As she reaches the parking lot, still gasping for breath, she sees the Times Arts section flipping lazily through the grass on the breath of a light breeze and thinks, Never mind. Herman Wouk is still alive and writing a book about God’s language. Herman Wouk believes that the body weakens, but the words never do. So that’s all right, isn’t it?

A man and a woman rush up. The woman raises her own cell phone and takes a picture with it. Pauline Enslin observes this without much surprise. She supposes the woman will show it to friends later. Then they will have drinks and a meal and talk about the grace of God. God’s grace looks intact every time it’s not you.

“What happened?” the man shouts into her face.

Down below them a skinny old poet is happening.
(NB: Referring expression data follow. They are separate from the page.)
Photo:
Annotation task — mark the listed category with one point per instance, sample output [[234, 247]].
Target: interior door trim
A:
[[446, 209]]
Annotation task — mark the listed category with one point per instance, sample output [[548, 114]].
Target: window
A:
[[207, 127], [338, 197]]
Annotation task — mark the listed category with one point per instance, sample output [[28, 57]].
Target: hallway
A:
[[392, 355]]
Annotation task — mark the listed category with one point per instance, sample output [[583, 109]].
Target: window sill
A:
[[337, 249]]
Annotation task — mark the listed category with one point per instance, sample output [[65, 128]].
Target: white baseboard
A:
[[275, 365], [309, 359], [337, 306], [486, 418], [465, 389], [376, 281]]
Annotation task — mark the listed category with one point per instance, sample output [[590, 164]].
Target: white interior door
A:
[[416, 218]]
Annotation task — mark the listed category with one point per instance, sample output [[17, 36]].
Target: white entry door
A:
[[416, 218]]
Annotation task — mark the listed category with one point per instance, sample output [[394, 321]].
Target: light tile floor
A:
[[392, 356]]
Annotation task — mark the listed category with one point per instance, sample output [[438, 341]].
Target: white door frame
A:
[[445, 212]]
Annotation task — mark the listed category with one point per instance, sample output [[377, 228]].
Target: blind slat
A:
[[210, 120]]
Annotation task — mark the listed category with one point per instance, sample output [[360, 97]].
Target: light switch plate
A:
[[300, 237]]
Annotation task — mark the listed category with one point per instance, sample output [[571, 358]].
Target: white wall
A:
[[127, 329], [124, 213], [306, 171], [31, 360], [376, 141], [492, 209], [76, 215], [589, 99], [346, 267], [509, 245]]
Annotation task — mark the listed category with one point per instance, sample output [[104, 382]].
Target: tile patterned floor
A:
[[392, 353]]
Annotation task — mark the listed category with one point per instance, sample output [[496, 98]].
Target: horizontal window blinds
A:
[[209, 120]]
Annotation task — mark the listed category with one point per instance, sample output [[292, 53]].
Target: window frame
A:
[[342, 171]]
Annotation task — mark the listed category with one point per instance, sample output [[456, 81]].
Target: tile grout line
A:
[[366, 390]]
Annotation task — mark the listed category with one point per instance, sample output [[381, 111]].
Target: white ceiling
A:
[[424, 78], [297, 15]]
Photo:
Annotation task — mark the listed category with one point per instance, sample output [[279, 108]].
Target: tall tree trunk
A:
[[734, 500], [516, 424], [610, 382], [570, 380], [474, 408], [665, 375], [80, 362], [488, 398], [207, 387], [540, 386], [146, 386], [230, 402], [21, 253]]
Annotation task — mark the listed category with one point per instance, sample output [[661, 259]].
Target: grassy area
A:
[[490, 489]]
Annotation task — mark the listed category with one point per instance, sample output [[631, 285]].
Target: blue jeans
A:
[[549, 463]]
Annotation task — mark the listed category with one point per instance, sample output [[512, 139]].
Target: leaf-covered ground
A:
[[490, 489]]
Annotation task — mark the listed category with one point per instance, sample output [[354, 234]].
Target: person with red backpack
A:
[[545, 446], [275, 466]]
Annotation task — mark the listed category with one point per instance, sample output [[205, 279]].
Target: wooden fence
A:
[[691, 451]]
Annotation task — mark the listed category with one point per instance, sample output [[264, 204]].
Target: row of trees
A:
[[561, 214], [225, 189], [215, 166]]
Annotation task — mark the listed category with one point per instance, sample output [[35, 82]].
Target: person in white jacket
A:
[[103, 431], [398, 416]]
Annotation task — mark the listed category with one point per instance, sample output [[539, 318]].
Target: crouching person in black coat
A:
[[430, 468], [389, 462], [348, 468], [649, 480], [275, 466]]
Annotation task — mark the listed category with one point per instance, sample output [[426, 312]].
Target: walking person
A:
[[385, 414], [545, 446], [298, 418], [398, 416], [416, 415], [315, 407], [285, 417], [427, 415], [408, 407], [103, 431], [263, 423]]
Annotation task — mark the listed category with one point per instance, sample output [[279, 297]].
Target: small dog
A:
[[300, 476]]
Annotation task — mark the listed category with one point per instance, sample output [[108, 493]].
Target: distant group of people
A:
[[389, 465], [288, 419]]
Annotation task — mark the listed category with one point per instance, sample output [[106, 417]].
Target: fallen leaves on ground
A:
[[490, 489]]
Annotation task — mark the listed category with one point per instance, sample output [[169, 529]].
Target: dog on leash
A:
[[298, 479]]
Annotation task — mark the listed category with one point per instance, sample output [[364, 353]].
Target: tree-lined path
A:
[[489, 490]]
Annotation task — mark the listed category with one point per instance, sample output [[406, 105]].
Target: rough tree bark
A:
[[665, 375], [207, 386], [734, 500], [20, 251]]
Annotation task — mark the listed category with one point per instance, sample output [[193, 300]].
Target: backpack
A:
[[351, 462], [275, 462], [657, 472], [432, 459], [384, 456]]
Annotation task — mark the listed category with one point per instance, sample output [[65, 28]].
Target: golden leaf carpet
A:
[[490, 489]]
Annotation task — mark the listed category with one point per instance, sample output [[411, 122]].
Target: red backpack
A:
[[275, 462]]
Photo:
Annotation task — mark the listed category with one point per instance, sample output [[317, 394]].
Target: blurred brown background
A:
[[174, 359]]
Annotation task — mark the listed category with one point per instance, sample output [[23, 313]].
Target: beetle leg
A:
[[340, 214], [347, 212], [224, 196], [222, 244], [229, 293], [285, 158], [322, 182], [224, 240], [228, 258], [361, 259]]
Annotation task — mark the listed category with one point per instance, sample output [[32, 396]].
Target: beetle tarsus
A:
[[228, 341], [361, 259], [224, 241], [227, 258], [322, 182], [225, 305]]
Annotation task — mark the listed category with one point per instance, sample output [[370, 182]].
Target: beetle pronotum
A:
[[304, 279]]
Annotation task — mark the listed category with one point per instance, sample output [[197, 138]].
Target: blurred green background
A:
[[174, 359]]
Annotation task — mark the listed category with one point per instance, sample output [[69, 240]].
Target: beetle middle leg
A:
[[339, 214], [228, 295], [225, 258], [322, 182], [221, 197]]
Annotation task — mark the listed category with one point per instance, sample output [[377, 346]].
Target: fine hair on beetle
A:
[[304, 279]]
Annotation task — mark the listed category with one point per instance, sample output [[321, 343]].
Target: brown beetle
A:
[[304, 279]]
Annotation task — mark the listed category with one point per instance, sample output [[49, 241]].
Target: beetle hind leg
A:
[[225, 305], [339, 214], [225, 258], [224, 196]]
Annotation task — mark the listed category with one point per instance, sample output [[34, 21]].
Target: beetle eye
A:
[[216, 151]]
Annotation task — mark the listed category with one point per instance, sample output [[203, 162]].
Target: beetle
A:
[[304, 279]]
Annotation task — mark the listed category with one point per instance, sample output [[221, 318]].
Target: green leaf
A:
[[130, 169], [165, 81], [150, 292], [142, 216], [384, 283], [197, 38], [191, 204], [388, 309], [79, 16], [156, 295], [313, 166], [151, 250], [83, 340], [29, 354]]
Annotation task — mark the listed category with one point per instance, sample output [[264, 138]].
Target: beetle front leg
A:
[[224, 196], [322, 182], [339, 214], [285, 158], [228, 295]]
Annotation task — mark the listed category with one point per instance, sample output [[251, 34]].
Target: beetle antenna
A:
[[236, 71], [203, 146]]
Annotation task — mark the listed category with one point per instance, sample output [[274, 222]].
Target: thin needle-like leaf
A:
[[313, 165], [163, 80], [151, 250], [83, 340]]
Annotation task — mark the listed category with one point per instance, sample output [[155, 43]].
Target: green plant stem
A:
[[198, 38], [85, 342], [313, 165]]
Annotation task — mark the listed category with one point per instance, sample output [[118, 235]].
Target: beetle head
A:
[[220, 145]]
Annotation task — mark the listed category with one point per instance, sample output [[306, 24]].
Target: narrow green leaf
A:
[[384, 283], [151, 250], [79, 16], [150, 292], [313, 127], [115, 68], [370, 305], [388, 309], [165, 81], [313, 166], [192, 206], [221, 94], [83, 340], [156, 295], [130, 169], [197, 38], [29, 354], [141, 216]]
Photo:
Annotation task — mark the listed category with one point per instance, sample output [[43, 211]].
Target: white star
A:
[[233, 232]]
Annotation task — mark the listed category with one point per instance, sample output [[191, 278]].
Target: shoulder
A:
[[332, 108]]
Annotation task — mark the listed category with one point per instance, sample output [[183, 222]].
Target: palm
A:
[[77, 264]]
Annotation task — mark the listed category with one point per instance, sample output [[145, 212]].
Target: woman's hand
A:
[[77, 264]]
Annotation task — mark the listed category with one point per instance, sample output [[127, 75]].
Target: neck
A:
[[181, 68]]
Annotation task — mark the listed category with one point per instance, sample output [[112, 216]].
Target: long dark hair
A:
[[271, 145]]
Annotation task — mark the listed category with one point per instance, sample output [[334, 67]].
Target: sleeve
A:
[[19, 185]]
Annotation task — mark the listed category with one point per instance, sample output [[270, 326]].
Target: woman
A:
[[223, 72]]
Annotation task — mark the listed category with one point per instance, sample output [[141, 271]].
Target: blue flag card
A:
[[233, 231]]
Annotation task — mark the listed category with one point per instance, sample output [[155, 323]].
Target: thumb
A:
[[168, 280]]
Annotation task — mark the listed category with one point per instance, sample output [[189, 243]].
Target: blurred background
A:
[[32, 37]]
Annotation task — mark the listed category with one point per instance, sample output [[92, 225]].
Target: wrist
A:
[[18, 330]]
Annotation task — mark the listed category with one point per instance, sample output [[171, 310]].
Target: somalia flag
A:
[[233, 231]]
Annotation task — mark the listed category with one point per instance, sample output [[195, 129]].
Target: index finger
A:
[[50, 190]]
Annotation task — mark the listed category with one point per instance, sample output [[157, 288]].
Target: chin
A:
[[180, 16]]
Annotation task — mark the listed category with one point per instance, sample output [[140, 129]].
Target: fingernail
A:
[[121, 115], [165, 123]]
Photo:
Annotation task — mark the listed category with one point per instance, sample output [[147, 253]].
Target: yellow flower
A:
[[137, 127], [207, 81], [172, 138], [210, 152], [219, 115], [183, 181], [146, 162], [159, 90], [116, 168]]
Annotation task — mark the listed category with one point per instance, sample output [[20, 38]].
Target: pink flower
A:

He’s now naked to the waist. He has taken off his shirt to cover one of the other bodies. His ribs are a stack outlined against white skin. He kneels and spreads the shirt. He raises his arms into the sky, then lowers them and wraps them around his head.

Pauline is also a poet, and as such feels capable of answering the man in the language God speaks.

“What the fuck does it look like?” she says.